>[!quote] [James J. Gibson](https://monoskop.org/images/c/c6/Gibson_James_J_1977_1979_The_Theory_of_Affordances.pdf)
The _affordances_ of the environment are what it _offers_ the animal, what it _provides_ or _furnishes_, either for good or ill.
Wealth is such a powerful illusion because it transcends the actual limits of our circumstances. For those of us fortunate enough to grow up in "developed" and "civilized" nations, money represents the ability realize our wildest imaginings.
An [[Affordance]] is anything that the environment provides to the animal that inhabits it. Because the human brain has developed the ability to separate concrete material into abstract categories, it has also developed the ability to create a *representation* of need.
Marx refers to this evolution of money as **eminent possession.** It represents the possibility of any object and therefore becomes sought after in place of any those objects.

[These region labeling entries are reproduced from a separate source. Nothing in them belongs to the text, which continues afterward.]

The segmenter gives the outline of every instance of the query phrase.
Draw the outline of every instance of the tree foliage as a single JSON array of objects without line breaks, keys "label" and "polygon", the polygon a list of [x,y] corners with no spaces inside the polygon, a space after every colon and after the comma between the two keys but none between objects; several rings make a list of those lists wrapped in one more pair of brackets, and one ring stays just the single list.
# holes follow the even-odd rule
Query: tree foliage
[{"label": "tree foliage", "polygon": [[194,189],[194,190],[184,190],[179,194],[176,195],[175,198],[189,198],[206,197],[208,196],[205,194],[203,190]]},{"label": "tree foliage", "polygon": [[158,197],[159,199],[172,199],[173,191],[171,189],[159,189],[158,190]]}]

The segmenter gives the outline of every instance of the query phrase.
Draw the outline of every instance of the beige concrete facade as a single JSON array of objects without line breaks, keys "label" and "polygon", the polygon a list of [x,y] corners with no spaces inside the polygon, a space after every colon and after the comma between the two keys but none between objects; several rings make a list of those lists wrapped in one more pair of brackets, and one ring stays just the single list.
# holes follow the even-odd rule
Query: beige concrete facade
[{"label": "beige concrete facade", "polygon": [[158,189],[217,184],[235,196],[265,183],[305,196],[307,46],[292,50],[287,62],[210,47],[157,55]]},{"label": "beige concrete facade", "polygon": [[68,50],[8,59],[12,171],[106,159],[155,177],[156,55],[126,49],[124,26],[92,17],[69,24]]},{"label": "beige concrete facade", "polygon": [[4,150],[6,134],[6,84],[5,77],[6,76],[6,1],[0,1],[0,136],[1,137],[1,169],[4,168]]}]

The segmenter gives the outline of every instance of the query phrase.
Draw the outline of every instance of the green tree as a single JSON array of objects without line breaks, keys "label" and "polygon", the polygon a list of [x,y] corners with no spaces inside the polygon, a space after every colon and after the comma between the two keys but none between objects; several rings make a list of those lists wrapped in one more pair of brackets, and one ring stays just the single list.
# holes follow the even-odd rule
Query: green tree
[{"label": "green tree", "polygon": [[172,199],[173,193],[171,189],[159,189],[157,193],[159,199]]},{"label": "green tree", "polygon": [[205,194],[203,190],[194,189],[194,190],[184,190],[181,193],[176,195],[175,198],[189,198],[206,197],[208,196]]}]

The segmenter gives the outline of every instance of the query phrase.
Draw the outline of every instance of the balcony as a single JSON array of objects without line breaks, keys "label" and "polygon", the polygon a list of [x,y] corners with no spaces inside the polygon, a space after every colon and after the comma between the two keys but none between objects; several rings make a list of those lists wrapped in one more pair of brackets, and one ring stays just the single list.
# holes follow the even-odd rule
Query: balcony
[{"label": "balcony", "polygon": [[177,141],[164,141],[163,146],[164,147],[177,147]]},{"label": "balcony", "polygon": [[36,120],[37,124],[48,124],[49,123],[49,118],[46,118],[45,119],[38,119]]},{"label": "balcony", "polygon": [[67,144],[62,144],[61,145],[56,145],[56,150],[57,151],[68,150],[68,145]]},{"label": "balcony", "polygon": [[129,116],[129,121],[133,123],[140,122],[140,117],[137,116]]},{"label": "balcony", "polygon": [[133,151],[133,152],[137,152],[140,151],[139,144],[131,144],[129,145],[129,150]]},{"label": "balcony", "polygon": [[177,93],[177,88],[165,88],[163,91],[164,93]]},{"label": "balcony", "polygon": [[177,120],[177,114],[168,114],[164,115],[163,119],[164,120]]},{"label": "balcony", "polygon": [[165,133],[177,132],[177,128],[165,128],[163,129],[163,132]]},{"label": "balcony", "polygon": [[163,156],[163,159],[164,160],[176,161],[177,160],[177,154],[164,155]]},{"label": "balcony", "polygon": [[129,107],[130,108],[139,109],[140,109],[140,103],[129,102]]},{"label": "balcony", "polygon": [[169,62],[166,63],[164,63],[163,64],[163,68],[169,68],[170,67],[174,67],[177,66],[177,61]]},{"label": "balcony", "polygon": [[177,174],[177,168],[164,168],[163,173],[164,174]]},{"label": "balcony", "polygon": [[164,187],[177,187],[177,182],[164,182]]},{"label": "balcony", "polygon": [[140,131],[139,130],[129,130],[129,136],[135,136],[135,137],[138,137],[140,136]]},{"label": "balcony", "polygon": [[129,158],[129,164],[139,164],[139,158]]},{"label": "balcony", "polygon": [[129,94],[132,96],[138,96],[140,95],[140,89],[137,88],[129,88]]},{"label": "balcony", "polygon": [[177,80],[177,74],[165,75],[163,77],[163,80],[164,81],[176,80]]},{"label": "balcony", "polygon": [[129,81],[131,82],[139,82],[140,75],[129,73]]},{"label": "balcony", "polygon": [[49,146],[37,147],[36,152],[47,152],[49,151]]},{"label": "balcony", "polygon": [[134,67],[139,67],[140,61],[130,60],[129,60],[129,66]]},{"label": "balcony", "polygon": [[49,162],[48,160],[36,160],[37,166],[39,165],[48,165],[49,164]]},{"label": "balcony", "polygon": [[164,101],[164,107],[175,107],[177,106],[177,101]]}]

>[!quote] [Karl Marx](https://www.marxists.org/archive/marx/works/1844/manuscripts/power.htm)
>By possessing the property of buying everything, by possessing the property of appropriating all objects, money is thus the object of eminent possession.”
In other words, money represents options, both in the present and in the future, and since the number of options is only limited by the amount of money available, we typically focus on making more money when we don’t know what to do. Money is how we deal with the decisions of the [[Philosophy MOC#^1d6ab3|future self]].